Japanese take to baseball, US to play hardball (December 2009)
For the decades after WWII in which the LDP ran the show in Japan, there developed a certain standardized pas de due between the US and Japan that was pragmatic, commercial and static. Each could be counted upon to go no further than the dance choreographed.

Then, in August this year, the LDP finally got back-footed. In an expression of exasperation, the Japanese people voted for Anyone But LDP. The darts landed on hapless Mr. Hatoyama and his "visionary" wife, and his more inept than hapless comrades without arms coalition.

The new Japanese coalition government can't make up its mind to implement the US/Japan Guam relocation agreement because nothing less than the wholesale removal of all US troops from Okinawa will currently satisfy its vision of self.
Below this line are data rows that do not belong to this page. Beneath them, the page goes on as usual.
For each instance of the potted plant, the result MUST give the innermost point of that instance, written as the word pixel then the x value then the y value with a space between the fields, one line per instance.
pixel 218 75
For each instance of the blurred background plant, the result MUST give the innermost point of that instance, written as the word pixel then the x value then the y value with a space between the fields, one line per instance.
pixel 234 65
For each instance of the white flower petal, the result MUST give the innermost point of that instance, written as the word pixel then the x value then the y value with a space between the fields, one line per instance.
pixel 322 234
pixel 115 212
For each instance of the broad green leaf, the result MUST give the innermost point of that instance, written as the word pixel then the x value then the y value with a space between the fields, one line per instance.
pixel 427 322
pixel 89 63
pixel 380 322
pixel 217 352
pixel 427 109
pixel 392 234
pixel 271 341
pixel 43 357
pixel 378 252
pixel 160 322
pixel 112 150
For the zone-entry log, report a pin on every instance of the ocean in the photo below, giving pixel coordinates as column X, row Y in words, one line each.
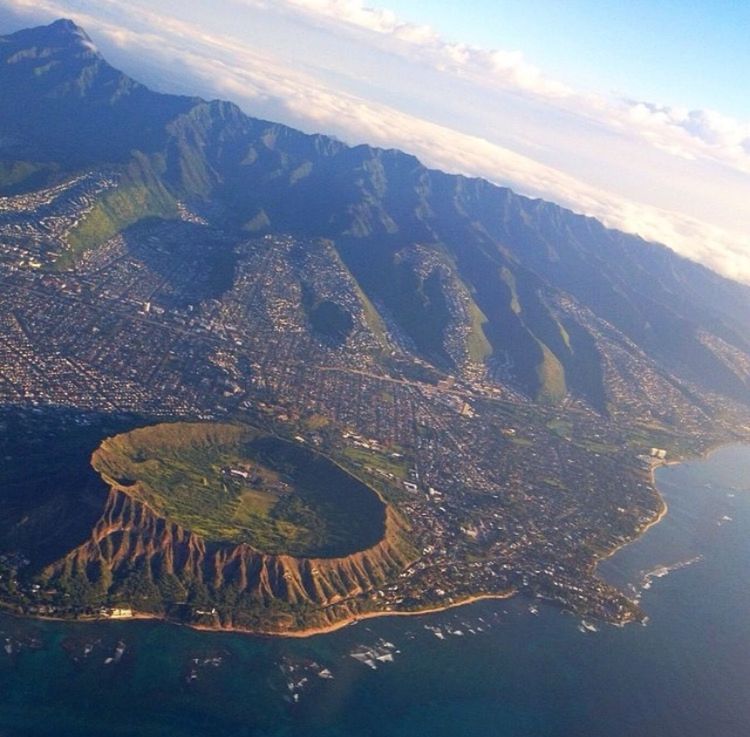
column 514, row 668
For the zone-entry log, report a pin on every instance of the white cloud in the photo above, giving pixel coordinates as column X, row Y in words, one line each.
column 272, row 83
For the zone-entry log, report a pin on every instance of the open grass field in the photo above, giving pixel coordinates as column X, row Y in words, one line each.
column 231, row 482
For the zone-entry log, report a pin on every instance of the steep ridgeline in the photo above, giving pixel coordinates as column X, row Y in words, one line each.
column 468, row 276
column 221, row 567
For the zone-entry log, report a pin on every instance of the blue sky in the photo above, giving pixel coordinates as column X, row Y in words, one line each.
column 684, row 52
column 635, row 113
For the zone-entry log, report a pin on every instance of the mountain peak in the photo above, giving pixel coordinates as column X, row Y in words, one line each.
column 61, row 33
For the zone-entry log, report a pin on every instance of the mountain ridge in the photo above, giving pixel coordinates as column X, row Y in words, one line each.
column 508, row 256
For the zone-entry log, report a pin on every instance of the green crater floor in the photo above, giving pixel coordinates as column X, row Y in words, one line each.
column 233, row 483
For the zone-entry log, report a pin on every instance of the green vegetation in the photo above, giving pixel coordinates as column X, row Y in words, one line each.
column 551, row 376
column 233, row 483
column 478, row 346
column 139, row 195
column 392, row 467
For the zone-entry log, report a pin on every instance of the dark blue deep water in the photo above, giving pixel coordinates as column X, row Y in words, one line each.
column 508, row 672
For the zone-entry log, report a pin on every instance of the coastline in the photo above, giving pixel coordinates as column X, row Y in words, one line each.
column 352, row 619
column 291, row 634
column 655, row 465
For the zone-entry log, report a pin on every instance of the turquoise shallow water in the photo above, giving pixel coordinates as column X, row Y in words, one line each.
column 492, row 668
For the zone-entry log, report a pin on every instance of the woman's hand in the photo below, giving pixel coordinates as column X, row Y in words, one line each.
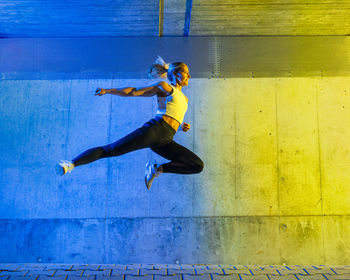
column 185, row 127
column 100, row 91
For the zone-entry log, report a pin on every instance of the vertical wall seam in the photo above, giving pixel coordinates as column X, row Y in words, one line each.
column 215, row 56
column 109, row 179
column 68, row 118
column 188, row 18
column 320, row 170
column 193, row 145
column 235, row 124
column 278, row 171
column 161, row 18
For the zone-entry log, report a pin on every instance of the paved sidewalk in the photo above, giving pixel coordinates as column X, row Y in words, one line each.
column 171, row 272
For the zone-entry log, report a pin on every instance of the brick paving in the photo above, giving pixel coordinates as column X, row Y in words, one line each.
column 48, row 271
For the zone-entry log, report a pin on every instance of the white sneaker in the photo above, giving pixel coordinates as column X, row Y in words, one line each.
column 65, row 166
column 150, row 173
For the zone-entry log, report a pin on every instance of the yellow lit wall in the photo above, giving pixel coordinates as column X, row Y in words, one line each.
column 277, row 174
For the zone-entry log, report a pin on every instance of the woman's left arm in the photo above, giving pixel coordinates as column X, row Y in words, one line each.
column 185, row 127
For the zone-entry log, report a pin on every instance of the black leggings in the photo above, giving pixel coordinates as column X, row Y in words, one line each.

Anything less than that is seen as a defeat, not a start. So they refuse to even start.

These will be very tense times in the coming months. Guambat only senses the tension, and guesses at the game. But the outcome is written.

Marines will come to Guam, some other adjustments will be made to mend fences and save faces, and the New Government will become a footnote in Japanese political history.

Guambat here abjectly apologizes to his family and friends who might find offense in anything said here. It is meant only dispassionately and affectionately for all concerned.

Some things in realpolitik are simply hard to swallow, even when being jammed down the throat.

Japan PM abandons plan to move US base off Okinawa By Harumi Ozawa (AFP) – 9 hours ago
Japan's embattled premier Tuesday abandoned a plan to move an unpopular US airbase entirely off Okinawa island, backtracking on a key election pledge after months of dithering that angered Washington.

"I really feel sorry as I visit here today that I must ask for the Okinawan people's understanding that part of the base operations would have to stay" on Okinawa, Yukio Hatoyama told reporters after meeting the local governor.

Under the latest compromise plan -- not formally announced by the government but widely reported in domestic media -- Japan is proposing to stick with the original plan, with some modifications.

Hatoyama -- whose approval ratings have dived into the 20 percent band amid the row ahead of upper house polls due in July -- was meeting officials in Okinawa in a bid to sell the compromise plan.

"Initially, there was an argument to move it overseas. But when we consider the Japan-US alliance and matters related to neighbouring nations, it is difficult to do so from the viewpoint of deterrence"' Hatoyama said.

"It is impossible in reality."

“It has gotten to the point where the only way to make progress on this issue would be for Prime Minister Hatoyama to resign,” said Satoshi Machidori, a politics professor at Kyoto University.